En échange, je me suis investie dans un processus de création quasi thérapeutique. Suite à une discussion que j’ai eue avec mon père avant sa mort, j’ai renoué avec ma passion pour l’écriture et entamé la rédaction d’un scénario de télésérie basé sur mes ancêtres, scénario que j’ai nommé « Sainte Famille ». Surprise pour plusieurs : je n’ai jamais étudié en marcomms — j’ai complété ma scolarité en rédaction pour les médias. Dans mes sessions créatives, je réussissais à mettre de côté mon angoisse, je renouais avec la joie. Ça me permettait de passer d’un mode « input» à un mode « output», un changement auquel mon cerveau répondait très bien.

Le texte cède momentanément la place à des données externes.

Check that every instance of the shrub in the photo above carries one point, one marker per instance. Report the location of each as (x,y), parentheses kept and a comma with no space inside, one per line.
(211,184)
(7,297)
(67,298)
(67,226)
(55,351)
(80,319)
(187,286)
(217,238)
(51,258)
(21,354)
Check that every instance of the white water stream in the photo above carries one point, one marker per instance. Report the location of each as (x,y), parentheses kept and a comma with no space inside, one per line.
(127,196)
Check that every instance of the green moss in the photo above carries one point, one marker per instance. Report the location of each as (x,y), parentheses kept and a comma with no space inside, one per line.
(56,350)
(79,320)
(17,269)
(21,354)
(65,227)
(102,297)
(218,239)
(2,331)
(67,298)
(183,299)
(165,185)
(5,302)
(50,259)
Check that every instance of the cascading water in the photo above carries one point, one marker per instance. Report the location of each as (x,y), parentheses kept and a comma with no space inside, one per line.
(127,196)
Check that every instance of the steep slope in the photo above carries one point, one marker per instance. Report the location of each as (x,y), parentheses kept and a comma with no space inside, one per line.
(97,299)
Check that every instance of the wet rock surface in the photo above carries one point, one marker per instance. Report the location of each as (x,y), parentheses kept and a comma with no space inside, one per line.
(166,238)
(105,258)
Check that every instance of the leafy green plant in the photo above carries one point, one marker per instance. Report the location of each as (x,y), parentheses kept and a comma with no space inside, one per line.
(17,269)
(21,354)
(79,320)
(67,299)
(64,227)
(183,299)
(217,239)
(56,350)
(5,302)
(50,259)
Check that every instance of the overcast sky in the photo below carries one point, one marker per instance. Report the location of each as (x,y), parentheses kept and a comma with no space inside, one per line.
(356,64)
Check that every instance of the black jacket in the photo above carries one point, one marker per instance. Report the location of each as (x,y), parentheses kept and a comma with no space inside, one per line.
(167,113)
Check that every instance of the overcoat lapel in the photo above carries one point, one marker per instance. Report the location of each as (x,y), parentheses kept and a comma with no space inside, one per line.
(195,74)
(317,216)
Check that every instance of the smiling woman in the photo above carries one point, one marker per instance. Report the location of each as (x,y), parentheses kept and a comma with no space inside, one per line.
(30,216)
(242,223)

Mais les crises de SSPT ne me quittaient pas. Tous les jours, j’étais branchée aux nouvelles, rapports d’analyses, sondages, prévisions et projections en lien avec la COVID-19, afin de pouvoir accompagner nos clients et faire mon travail. Je rédigeais des stratégies et des briefs qui me déprimaient à coup de pourcentages et de taux d’anxiété généralisé dans la province. J’étais une des statistiques de mes présentations. Après plusieurs semaines, ma thérapeute et moi avions trouvé la source de mon plus gros déclencheur de crises : ma carrière.

Un changement de vie

Aujourd’hui, j’annonce que je quitte l’industrie des agences de communications marketing. C’est avec beaucoup d’émotions que j’ai décidé de fermer le chapitre sur les 20 dernières années de ma vie professionnelle. Je choisis de contrôler mon exposition aux actualités et projections, et j’enlève les cure-dents de mes yeux, surtout alors qu’on commence la deuxième vague de la pandémie que je déplorais tout l’été. C’est un changement énorme, mais ma famille et moi méritons de vivre notre deuil de la façon la plus saine possible, et malheureusement, la nature de mon boulot (que j’adore) me l’empêche.

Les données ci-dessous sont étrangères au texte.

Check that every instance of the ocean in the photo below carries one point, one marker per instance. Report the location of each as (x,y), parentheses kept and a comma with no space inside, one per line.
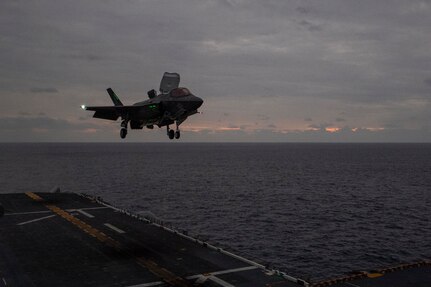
(312,210)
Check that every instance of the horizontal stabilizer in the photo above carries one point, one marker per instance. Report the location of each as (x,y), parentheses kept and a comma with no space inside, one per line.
(114,97)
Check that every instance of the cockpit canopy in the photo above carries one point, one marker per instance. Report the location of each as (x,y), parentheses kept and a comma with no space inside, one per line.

On parle souvent de l’importance de protéger la santé mentale de nos créatifs, mais je nous invite à prêter attention à nos stratèges qui doivent être branchés en tout temps à l’actualité et à la culture afin de développer des plans percutants pour leurs clients. Surtout dans cette ère d’incertitude. Ces personnes sont au front, en amont de nos mandats, et pataugent dans les statistiques et actualités afin de ressortir les insights qui inspirent les campagnes les plus percutantes. Prenez soins d’eux afin qu’ils ne se noient pas.

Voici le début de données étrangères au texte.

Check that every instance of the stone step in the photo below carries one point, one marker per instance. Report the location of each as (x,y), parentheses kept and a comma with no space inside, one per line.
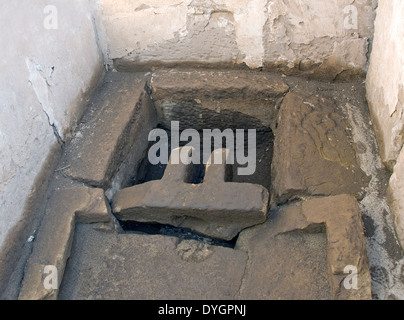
(214,208)
(52,245)
(112,137)
(312,249)
(313,155)
(149,267)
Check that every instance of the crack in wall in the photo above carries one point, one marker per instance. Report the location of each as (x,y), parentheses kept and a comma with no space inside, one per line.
(41,86)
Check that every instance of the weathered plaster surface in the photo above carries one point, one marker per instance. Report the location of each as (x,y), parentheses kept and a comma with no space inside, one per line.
(291,34)
(385,94)
(385,80)
(45,74)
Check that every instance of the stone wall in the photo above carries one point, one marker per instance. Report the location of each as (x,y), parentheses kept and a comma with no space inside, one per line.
(50,61)
(385,94)
(326,39)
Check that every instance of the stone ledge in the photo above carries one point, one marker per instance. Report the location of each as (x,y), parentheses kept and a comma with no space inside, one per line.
(115,128)
(313,155)
(346,246)
(54,237)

Je ne sais pas ce que le futur me réserve, mais je saute dans la prochaine étape de ma vie à deux pieds, prête à me reconstruire, car je ne suis rien sans mon cerveau. C’est ma matière première. Et bien que je sois une fervente défenderesse de la vulnérabilité comme superpouvoir dans un contexte d’affaires, j’ai un peu hâte de ne plus pleurer en plein meeting.

Je tiens à remercier la formidable équipe chez Tam-Tam\TBWA pour tous les efforts qu’ils ont déployés pour mon bien, en plus de tout ce qu’ils ont dû faire pour faire face à cette situation historique auprès de nos collègues et clients. Vous avez été tellement bienveillants envers moi, et je n’éprouve que de l’amour pour vous. Longue vie à Tam-Tam\TBWA.

J’en profite pour rappeler à tout le monde que si vous vivez une période difficile et que votre santé mentale en souffre, le Bénévolat d’entraide aux communicateurs (bec) est rempli de ressources pour vous incluant une ligne d’aide 24/7.

Le dessin d’arc-en-ciel m’aura peut-être menti, mais je le laisse dans la fenêtre au cas où.